🤖 AI Summary
This work addresses the limitations of traditional backpropagation through time (BPTT) in training recurrent neural networks—namely, its computational non-locality, lack of spatial parallelism, and high energy consumption—which hinder efficient modeling of long-range temporal dependencies. The authors propose a novel approach that integrates temporal predictive coding (tPC) with an approximate real-time recurrent learning (RTRL) framework, enabling efficient spatiotemporal credit assignment while preserving local weight updates and parallelizability. For the first time, tPC is successfully scaled to machine translation tasks involving tens of millions of parameters, achieving a test perplexity of 7.62 on a 15-million-parameter model (compared to 7.49 with BPTT).
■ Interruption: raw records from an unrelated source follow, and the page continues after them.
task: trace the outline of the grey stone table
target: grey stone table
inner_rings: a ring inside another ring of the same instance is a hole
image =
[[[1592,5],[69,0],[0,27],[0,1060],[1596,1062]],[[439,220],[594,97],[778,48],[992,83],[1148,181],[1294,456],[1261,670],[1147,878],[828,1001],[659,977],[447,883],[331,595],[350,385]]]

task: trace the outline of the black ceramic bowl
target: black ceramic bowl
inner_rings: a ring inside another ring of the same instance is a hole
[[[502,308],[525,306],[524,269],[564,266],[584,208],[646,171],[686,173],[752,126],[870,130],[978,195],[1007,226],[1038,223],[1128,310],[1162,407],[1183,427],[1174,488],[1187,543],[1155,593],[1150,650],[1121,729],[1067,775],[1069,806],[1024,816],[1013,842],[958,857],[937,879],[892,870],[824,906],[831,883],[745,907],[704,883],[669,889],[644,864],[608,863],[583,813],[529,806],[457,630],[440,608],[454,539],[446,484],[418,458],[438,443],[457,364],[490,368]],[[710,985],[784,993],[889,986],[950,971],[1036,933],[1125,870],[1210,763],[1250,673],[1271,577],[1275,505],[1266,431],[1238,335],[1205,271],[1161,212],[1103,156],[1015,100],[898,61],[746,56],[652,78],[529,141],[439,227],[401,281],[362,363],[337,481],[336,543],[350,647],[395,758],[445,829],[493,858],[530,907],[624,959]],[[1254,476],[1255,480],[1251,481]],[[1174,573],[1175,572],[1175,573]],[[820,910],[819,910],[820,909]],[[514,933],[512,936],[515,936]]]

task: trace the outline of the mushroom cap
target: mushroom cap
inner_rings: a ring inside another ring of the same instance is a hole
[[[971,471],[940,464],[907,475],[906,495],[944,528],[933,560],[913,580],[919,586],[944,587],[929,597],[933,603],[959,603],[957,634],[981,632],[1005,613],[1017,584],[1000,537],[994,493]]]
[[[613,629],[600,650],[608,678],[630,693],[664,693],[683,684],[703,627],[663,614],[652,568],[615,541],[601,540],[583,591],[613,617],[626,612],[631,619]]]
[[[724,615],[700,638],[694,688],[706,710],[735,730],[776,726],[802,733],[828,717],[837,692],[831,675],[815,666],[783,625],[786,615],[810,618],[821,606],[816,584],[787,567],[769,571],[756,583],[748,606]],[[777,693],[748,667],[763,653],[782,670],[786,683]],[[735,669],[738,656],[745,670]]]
The method demonstrates performance comparable to BPTT across both synthetic and real-world benchmarks, confirming its scalability, effectiveness, and energy efficiency in complex sequential modeling.
📝 Abstract
Predictive Coding (PC) is a biologically-inspired learning framework characterised by local, parallelisable operations, properties that enable energy-efficient implementation on neuromorphic hardware. Despite this, extending PC effectively to recurrent neural networks (RNNs) has been challenging, particularly for tasks involving long-range temporal dependencies. Backpropagation Through Time (BPTT) remains the dominant method for training RNNs, but its non-local computation, lack of spatial parallelism, and requirement to store extensive activation histories results in significant energy consumption. This work introduces a novel method combining Temporal Predictive Coding (tPC) with approximate Real-Time Recurrent Learning (RTRL), enabling effective spatio-temporal credit assignment. Results indicate that the proposed method can closely match the performance of BPTT on both synthetic benchmarks and real-world tasks. On a challenging machine translation task, with a 15-million parameter model, the proposed method achieves a test perplexity of 7.62 (vs. 7.49 for BPTT), marking one of the first applications of tPC to tasks of this scale. These findings demonstrate the potential of this method to learn complex temporal dependencies whilst retaining the local, parallelisable, and flexible properties of the original PC framework, paving the way for more energy-efficient learning systems.